Comma-separated values (CSV) is a text file format commonly used for data exchange. You can upload CSV files to:

  • Create new datasets.

  • Add new records or overwrite records in an existing dataset.

Ingestion methods

DataHub supports two ingestion methods for CSV.

Ingestion methodSupported file formatsMaximum file size
DataHub APIuncompressed, or ZIP or GZ of a single CSV file30MB
DoiT consoleuncompressed100MB

Be aware of the following:

  • The DataHub API only accepts files no larger than 30MB. If your CSV is beyond 30MB, compress it into a ZIP or GZ archive.

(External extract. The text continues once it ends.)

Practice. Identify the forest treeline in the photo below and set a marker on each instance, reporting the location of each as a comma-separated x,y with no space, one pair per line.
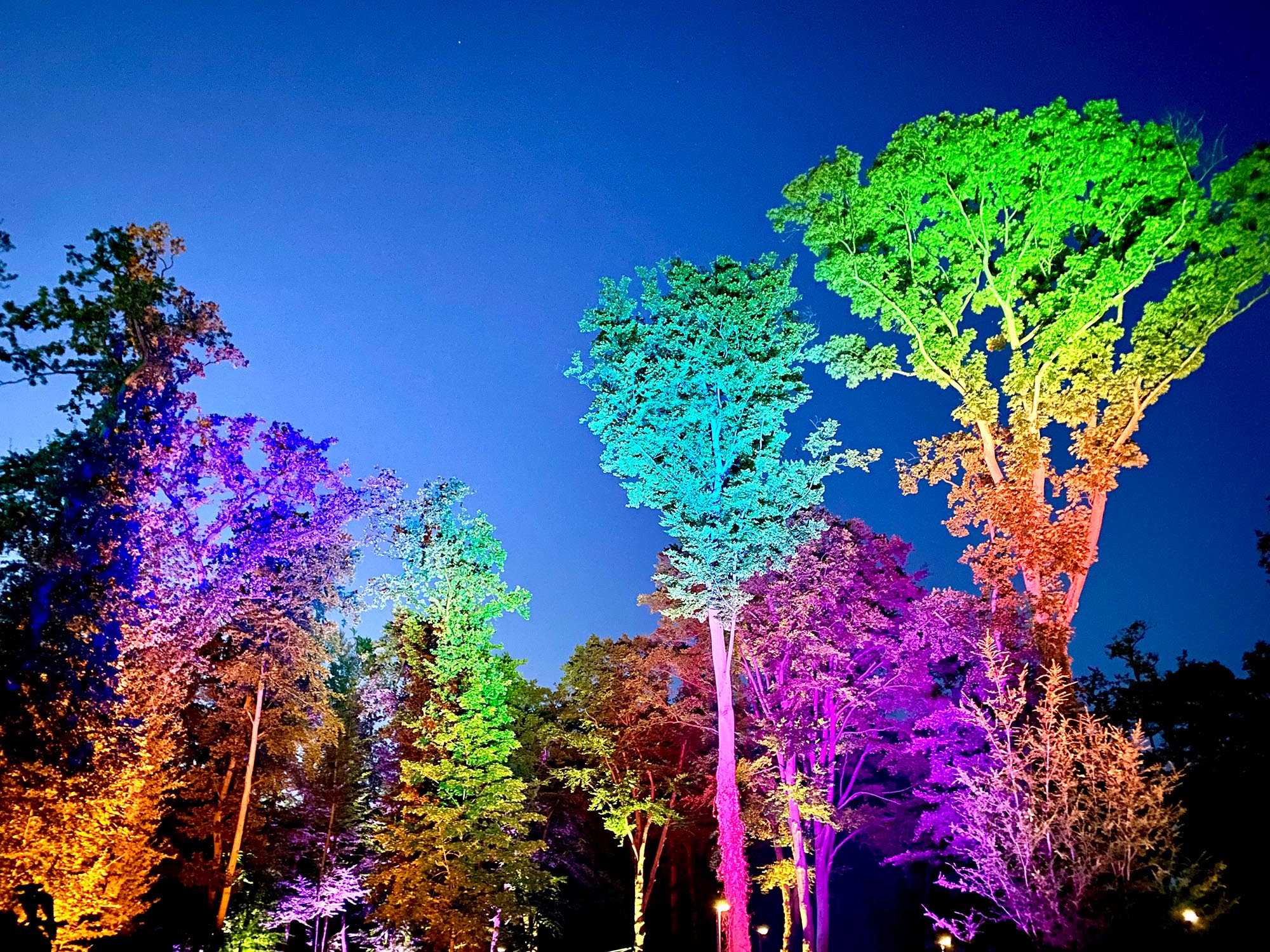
203,750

  • The Data Hub API doesn't accept ZIP or GZ archives that contain more than one CSV.

  • When uploading CSV via the DoiT console, large files take longer to process.

Syntax and conventions

To prepare CSV for the DataHub, follow the syntax and conventions listed below:

  • Separate values with commas.

  • Add each data record as a new line, using Carriage Return and Line Feed (CRLF) as the line break.

  • The first line is a header row.

Header row syntax: usage_date[,id],DIMENSION_KEY...,METRICS_TYPE...

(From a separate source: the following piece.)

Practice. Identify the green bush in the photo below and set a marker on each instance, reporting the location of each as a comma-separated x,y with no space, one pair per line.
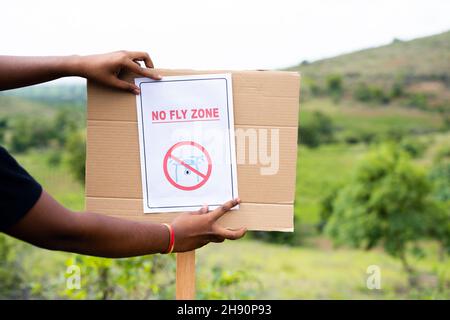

  • Field names in the header row must use the correct format; DoiT DataHub doesn't modify the field names.

  • usage_date: The timestamp (RFC3339) of the data record, corresponding to the time property in the DataHub Events schema.

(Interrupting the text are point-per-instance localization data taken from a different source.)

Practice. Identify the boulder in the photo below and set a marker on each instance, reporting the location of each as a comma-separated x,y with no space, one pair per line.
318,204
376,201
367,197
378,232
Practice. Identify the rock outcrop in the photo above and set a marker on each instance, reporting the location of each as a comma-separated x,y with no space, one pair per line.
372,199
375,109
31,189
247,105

    The CSV file must not contain records with timestamps (usage_date) older than one year.

  • id: The unique identifier of the record, corresponding to the id property in the DataHub Events schema.

    • If you prefer the UUIDv4 identifier automatically generated at ingestion time, do not include this property in your CSV.
    • To overwrite an existing record in a dataset, make sure to include the correct id in your CSV.
  • DIMENSION_KEY: The keys of dimensions in your dataset. At least one dimension key must be present.

    • For fixed dimensions, see Allowed keys for fixed dimensions.
      • Fixed dimensions must be prefixed with fixed, for example, fixed.billing_account_id, fixed.sku_description.
      • Fixed dimensions are case insensitive.
    • For label dimensions, use the format label.CUSTOM_DIMENSION_KEY. For example, label.foo. Label dimensions are case sensitive.
    • For project_label dimensions, use the format project_label.DIMENSION_KEY. For example, project_label.app. Project_label dimensions are case sensitive.
  • METRICS_TYPE: The types of metrics in your dataset. At least one metric type must be present.

    • Use the format metric.METRICS_TYPE. For example, metric.cost, metric.usage, metric.num_cameras.
    • Basic metrics (metric.cost, metric.usage, and metric.savings) are case insensitive, all other metric types are case sensitive.
  • Fields in the header row can be arranged in any order. The order is preserved when you preview the ingested CSV.

Warning

Make sure to sanitize your data, for example, mask personally identifiable information (PII), before sending it to DoiT.

Example CSV

Below is a simple example CSV:

Month,Territory,Cost
2024-03-01,AMER,$70000
2024-04-01,AMER,$70000
2024-05-01,AMER,$70000
2024-03-01,EMEA,$7500
2024-04-01,EMEA,$7500
2024-05-01,EMEA,$7500
2024-03-01,APAC,$3700
2024-04-01,APAC,$3700
2024-05-01,APAC,$3700

You can also download a sample CSV with more columns.

Upload CSV

Note

The description below explains how to upload a CSV file using the DoiT console. For uploading CSV using the DataHub API, see DataHub API.

Once you formatted the CSV file correctly, you can upload it when creating a new dataset or updating a dataset.

  1. In the Import data dialog, select Upload CSV file, and then select Continue.

    Import data options

  2. Prepare file: Make sure your CSV file complies to the Syntax and conventions. Select Next to continue.

  3. Upload CSV: Select the CSV file to upload. This step also validates the CSV.

    Upload CSV step 2

  4. Preview: In this step, you verify that the data will be ingested with the desired dimensions and metrics.

    Upload CSV step 2

After you select Confirm upload, we start processing the data. When the data has been uploaded successfully, it can take up to 15 minutes for the data to become available in the DoiT console.